II. L'article 1723 ter00 A du code général des impôts est ainsi rétabli :
« Art. 1723 ter00 A. I. L'impôt plancher sur la fortune est recouvré et acquitté selon les mêmes règles et sous les mêmes garanties et sanctions que les droits de mutation par décès.
« II. Ne sont pas applicables aux redevables mentionnés au I de l'article 885 M :
« 1° Les articles 1715 et 1716 A ;
« 2° Les articles 1717, 1722 bis et 1722 quater.

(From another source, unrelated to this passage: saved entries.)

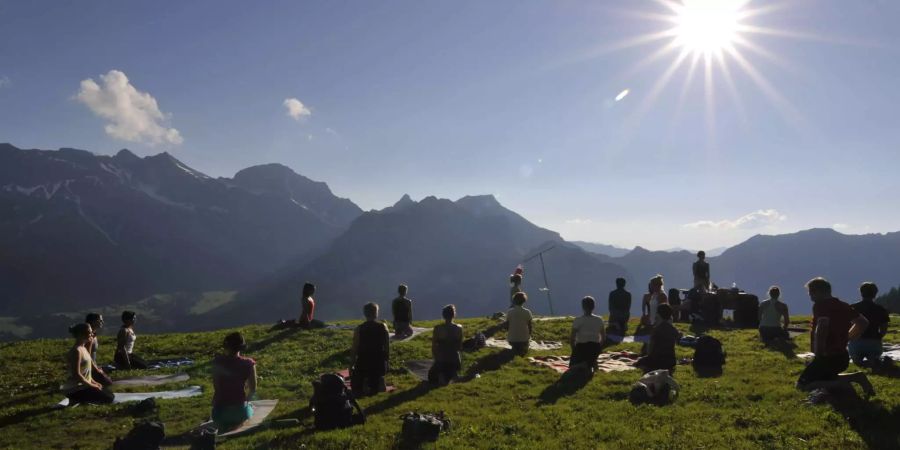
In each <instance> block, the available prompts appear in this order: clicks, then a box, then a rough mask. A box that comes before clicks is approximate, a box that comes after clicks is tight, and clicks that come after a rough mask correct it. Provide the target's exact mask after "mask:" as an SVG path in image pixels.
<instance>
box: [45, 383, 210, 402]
mask: <svg viewBox="0 0 900 450" xmlns="http://www.w3.org/2000/svg"><path fill="white" fill-rule="evenodd" d="M202 393H203V388H201V387H200V386H191V387H188V388H184V389H180V390H177V391H159V392H130V393H124V394H115V397H114V398H113V403H125V402H139V401H141V400H146V399H148V398H158V399H164V400H165V399H173V398H187V397H196V396H198V395H200V394H202ZM56 405H57V406H59V407H66V406H69V399H68V398H64V399H63V400H62V401H61V402H59V403H57V404H56Z"/></svg>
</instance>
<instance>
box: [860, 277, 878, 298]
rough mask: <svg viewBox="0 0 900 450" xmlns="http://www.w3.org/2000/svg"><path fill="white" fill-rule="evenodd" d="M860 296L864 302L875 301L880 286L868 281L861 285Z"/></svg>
mask: <svg viewBox="0 0 900 450" xmlns="http://www.w3.org/2000/svg"><path fill="white" fill-rule="evenodd" d="M859 295H861V296H862V298H863V300H873V299H875V297H876V296H877V295H878V286H876V285H875V283H873V282H871V281H866V282H865V283H863V284H861V285H859Z"/></svg>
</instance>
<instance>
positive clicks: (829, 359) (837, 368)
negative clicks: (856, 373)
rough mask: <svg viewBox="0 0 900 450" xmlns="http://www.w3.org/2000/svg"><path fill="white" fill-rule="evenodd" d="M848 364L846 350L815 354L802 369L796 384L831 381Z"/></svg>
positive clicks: (848, 361)
mask: <svg viewBox="0 0 900 450" xmlns="http://www.w3.org/2000/svg"><path fill="white" fill-rule="evenodd" d="M849 365H850V355H848V354H847V352H843V353H836V354H833V355H825V356H818V355H817V356H815V357H814V358H813V360H812V362H810V363H809V365H808V366H806V368H805V369H803V372H802V373H801V374H800V378H799V379H798V380H797V384H799V385H801V386H803V385H805V384H809V383H813V382H816V381H831V380H834V379H837V376H838V374H840V373H841V372H843V371H845V370H847V367H848V366H849Z"/></svg>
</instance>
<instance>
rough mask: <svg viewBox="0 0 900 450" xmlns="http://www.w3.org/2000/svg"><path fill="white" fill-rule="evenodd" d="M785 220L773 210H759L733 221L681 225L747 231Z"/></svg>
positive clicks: (689, 223)
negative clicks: (751, 229) (750, 229)
mask: <svg viewBox="0 0 900 450" xmlns="http://www.w3.org/2000/svg"><path fill="white" fill-rule="evenodd" d="M786 219H787V216H785V215H784V214H781V213H780V212H778V210H775V209H760V210H758V211H754V212H752V213H750V214H747V215H745V216H741V217H738V218H737V219H735V220H718V221H714V220H699V221H697V222H692V223H686V224H684V225H682V226H683V227H685V228H710V229H717V230H735V229H740V230H749V229H753V228H761V227H764V226H768V225H774V224H776V223H778V222H782V221H784V220H786Z"/></svg>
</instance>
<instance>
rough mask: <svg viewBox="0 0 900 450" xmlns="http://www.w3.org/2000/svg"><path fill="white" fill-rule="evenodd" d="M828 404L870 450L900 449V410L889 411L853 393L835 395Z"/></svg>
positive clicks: (853, 391) (841, 392)
mask: <svg viewBox="0 0 900 450" xmlns="http://www.w3.org/2000/svg"><path fill="white" fill-rule="evenodd" d="M829 403H830V404H831V407H832V408H834V410H835V411H836V412H837V413H839V414H840V415H841V416H843V417H844V419H845V420H847V423H848V424H849V425H850V428H852V429H853V431H855V432H856V434H858V435H859V437H861V438H862V439H863V441H865V442H866V446H867V447H868V448H877V449H881V448H883V449H896V448H900V427H898V426H897V424H898V423H900V407H897V406H895V407H894V408H893V409H890V410H888V409H886V408H884V406H882V405H881V402H880V401H878V400H877V399H876V400H872V401H867V400H864V399H862V398H860V397H859V395H858V394H857V393H856V390H854V389H841V390H839V391H836V392H832V398H831V399H830V401H829Z"/></svg>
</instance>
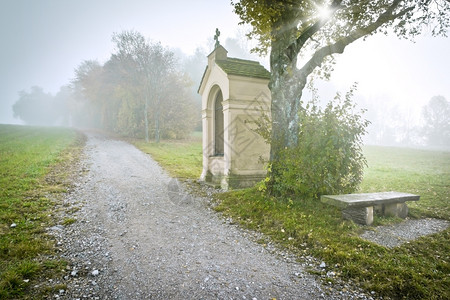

« Néanmoins, lorsque le redevable se trouve dans l'impossibilité de payer l'impôt plancher sur la fortune en raison d'une situation de gêne, le paiement de l'impôt peut être échelonné à la demande du redevable, avec l'accord de l'administration fiscale, dans un délai ne pouvant excéder cinq ans à compter de l'expiration du délai de souscription de la déclaration de l'impôt plancher sur la fortune prévue au I de l'article 885 M. Le redevable doit joindre à sa déclaration mentionnée au même I les éléments justifiant de l'impossibilité de payer l'impôt plancher sur la fortune en raison d'une situation de gêne ;
« 3° Les dispositions du III de l'article L. 269 du livre des procédures fiscales relatives à l'inscription de l'hypothèque légale du Trésor. »
III. L'article 1723 ter00 B du code général des impôts est complété par les mots : « et pour le paiement de l'impôt plancher sur la fortune ».
IV. La présente loi entre en vigueur le 1er janvier 2026.